Testing Network Policies:

# Test connectivity between pods
kubectl exec -it frontend-pod -- curl backend-service:8080

# Check if policy is applied
kubectl describe networkpolicy policy-name

# View generated iptables rules (on node)
sudo iptables -L -n | grep cali

# Debug with temporary test pod
kubectl run test-pod --image=busybox --rm -it -- /bin/sh
# Then test connectivity from inside

Ingress Controllers Deep Dive

What Ingress Controllers Actually Do

An Ingress Controller is a reverse proxy that runs inside your Kubernetes cluster and routes external HTTP/HTTPS traffic to your services. It's the "front door" to your cluster.

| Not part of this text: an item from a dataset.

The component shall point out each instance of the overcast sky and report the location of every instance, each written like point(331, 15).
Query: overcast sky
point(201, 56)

Why Services Aren't Enough for HTTP:
- LoadBalancer services create one cloud load balancer per service (expensive)
- NodePort services require high ports and don't handle SSL well
- ClusterIP services have no external access at all

Ingress Controller Solution:
- One external load balancer for the entire cluster
- HTTP/HTTPS routing based on hostnames and paths
- SSL termination centralized in one place
- Advanced features like redirects, authentication, rate limiting

How Ingress Traffic Flow Works

Complete HTTP Request Journey:

External Client (internet)
↓
Cloud Load Balancer (if using LoadBalancer service)
↓
Node IP:Port (NodePort service for ingress controller)
↓
Ingress Controller Pod (nginx, traefik, etc.)
↓
Service Virtual IP (ClusterIP)
↓
Backend Pod IP

Example with real IPs:

1. Client requests: https://api.mycompany.com/users
2. DNS resolves to: 203.0.113.100 (cloud load balancer IP)
3. Load balancer forwards to: 192.168.1.10:30080 (node IP + NodePort)
4. Node routes to: 10.244.1.5:80 (ingress controller pod)
5. Ingress controller routes to: 10.96.0.1:80 (backend service)
6. Service load-balances to: 10.244.2.6:8080 (backend pod)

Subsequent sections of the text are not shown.